Hay sentimientos que no se comprenden si no se distribuyen. Como hay causas del corazón que la razón no entiende y benditas locuras colectivas derivadas de una pasión inexplicable. Hay amores que matan y venenos dulces. Penas en el alma y ánimas en pena como un Real Zaragoza que se ajusta a todo e
Disputa este sábado el Zaragoza (16.15 horas) un partido de fútbol en el que está en juego considerablemente más que sostener algunas esperanzas de supervivencia. La situación es tan trágica y el estado del enfermo es tan crítico que el trágico desenlace semeja ineludible. Pero la cuestión es que el corazón todavía late y eso permite mantener esa esperanza que nuestro aparato espantó con una impropia actuación en Andorra que destrozó todo y a todos hasta el punto de que muchos han arrojado ya la toalla.
Pero quedan quince partidos por delante (45 puntos) y eso obliga a no claudicar. Algo de esta forma vino a decir el capitán de la tropa, Francho Serrano, en un grito de auxilio atormentado. Pidió el canterano contribuye a los suyos para salir de esta porque , seguramente , el aparato no va a poder llevarlo a cabo solo, como viene dejándolo claro durante un curso en el que no ha subido de la penúltima plaza y en el que no dejó de acumular méritos para salir del fútbol profesional 80 años después.
Decía Francho, seguramente con razón, que «podemos rendirnos y también irnos todos a Primera RFEF o demostrar de verdad de qué es capaz el Real Zaragoza» para asegurar que el bochorno de Andorra no volverá a ocurrir y que, en esta ocasión sí, el propósito de enmienda va a estar acompañado de hechos. Pero el zaragocismo ya no acepta palabras vacías y exige hechos. En este sentido, Rubén Sellés prosiguió otro sendero distinto al del capitán. El frío alegato del entrenador, desprovisto de sentimientos y conmuevas , sí compartió con el del jugador la misma solicitud de unidad y el rechazo de adelante a todo lo que sucedió en el Principado, génesis de lo que debe ser un «borrón y cuenta nueva », según el capitán, que promete no claudicar.
Conque el choque frente al Burgos es la última bala para algunos y el principio del fin para otros. Una victoria en once partidos han ubicado al Zaragoza colista y a Sellés con la soga al cuello. Nuevamente , el club otorga una vida extra a un entrenador con la esperanza de que, por primera vez , sirva para algo más que para ganar tiempo en pos de otro. Sellés se la juega, pero, indudablemente , eso sea lo menos importante. Pues es la vida del Real Zaragoza lo que peligra y todo lo que no sea una victoria desataría, a buen seguro, un incendio de colosales dimensiones que dejaría al equipo con los 2 pies, o casi , en el otro planeta.

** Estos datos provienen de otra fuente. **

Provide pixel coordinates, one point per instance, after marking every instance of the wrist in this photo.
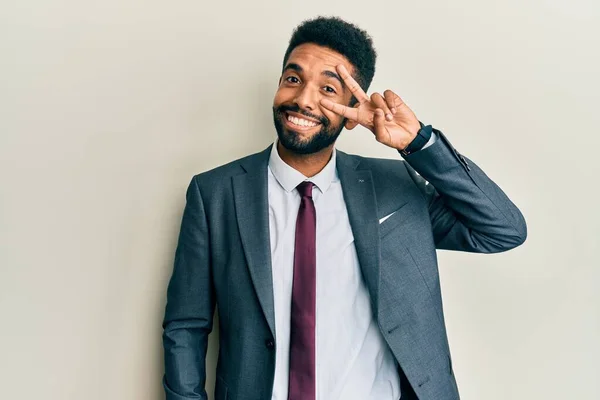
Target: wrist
(418, 141)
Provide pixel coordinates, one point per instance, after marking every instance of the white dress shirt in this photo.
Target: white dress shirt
(353, 361)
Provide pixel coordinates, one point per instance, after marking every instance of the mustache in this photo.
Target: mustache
(295, 108)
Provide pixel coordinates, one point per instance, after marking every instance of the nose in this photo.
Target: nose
(306, 98)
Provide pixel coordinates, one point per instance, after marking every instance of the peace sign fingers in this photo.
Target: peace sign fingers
(354, 87)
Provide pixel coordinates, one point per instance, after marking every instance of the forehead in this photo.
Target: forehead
(315, 58)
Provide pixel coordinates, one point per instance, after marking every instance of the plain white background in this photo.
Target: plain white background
(108, 108)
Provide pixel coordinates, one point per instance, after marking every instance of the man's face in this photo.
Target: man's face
(303, 125)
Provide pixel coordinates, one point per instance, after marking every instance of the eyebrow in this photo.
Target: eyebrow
(331, 74)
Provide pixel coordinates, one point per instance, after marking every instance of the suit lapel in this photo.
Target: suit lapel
(252, 212)
(361, 202)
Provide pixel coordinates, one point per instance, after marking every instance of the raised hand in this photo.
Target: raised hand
(387, 116)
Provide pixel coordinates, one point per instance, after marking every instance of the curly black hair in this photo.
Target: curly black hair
(341, 36)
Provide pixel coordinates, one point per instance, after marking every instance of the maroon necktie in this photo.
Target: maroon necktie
(302, 326)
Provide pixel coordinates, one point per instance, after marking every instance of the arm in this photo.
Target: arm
(468, 211)
(190, 306)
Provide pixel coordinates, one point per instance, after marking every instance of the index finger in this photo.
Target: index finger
(354, 87)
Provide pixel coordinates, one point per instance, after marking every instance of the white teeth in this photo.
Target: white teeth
(301, 121)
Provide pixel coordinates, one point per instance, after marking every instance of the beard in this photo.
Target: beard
(292, 141)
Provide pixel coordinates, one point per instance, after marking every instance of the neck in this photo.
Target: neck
(307, 164)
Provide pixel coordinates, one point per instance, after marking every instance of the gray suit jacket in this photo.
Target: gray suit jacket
(223, 258)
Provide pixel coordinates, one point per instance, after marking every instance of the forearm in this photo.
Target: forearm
(469, 212)
(190, 306)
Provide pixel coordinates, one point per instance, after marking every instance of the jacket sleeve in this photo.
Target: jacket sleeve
(468, 211)
(190, 305)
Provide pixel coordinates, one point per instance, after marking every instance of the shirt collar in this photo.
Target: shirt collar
(289, 178)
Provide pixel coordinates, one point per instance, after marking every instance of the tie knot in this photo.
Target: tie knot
(305, 189)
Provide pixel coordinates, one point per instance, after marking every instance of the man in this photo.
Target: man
(323, 264)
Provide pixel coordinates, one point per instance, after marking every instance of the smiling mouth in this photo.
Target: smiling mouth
(299, 123)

Se movilizará la grada para enseñar su repulsa ante la inacción de un club extraño regido por extraños en el que absolutamente nadie manda y todos obedecen. La humillación del Real Zaragoza lo ha podrido todo menos el sentimiento de pertenencia de una afición que no perdona el castigo a su ser querido. Está por ver hacia quién dirigirá el pueblo su malestar y cuántos elegirán librarse del mal rato y renunciar al palco. Nada nuevo, por otra parte , en un club sin presidente y cuya sede central está en varios sitios antes que en Zaragoza, donde sí viven el directivo general y el deportivo, los dos en el ojo de un huracán que amenaza con arreciar y llevarse por enfrente a varios.
Se terminaron las tibiezas y las arengas. Ni caminos marcados ni pasos adelante. Las palabras de unos y otros se las ha llevado ese cierzo con el que también ha volado la fe de muchos zaragocistas que han dejado de creer en nada ni en absolutamente nadie. A ellos les debe el Zaragoza mucho más que un óptimo partido o una victoria. Es una cuestión de honor hacia ese sentimiento que no se entiende si no se ha mamado y tan maltrecho como un escudo que exige respeto, orgullo y dignidad. El oprobio en Andorra favorecerá cambios en el once, pero eso es lo de menos. Se trata de pelear , de una vez, como leones. Hasta el desenlace.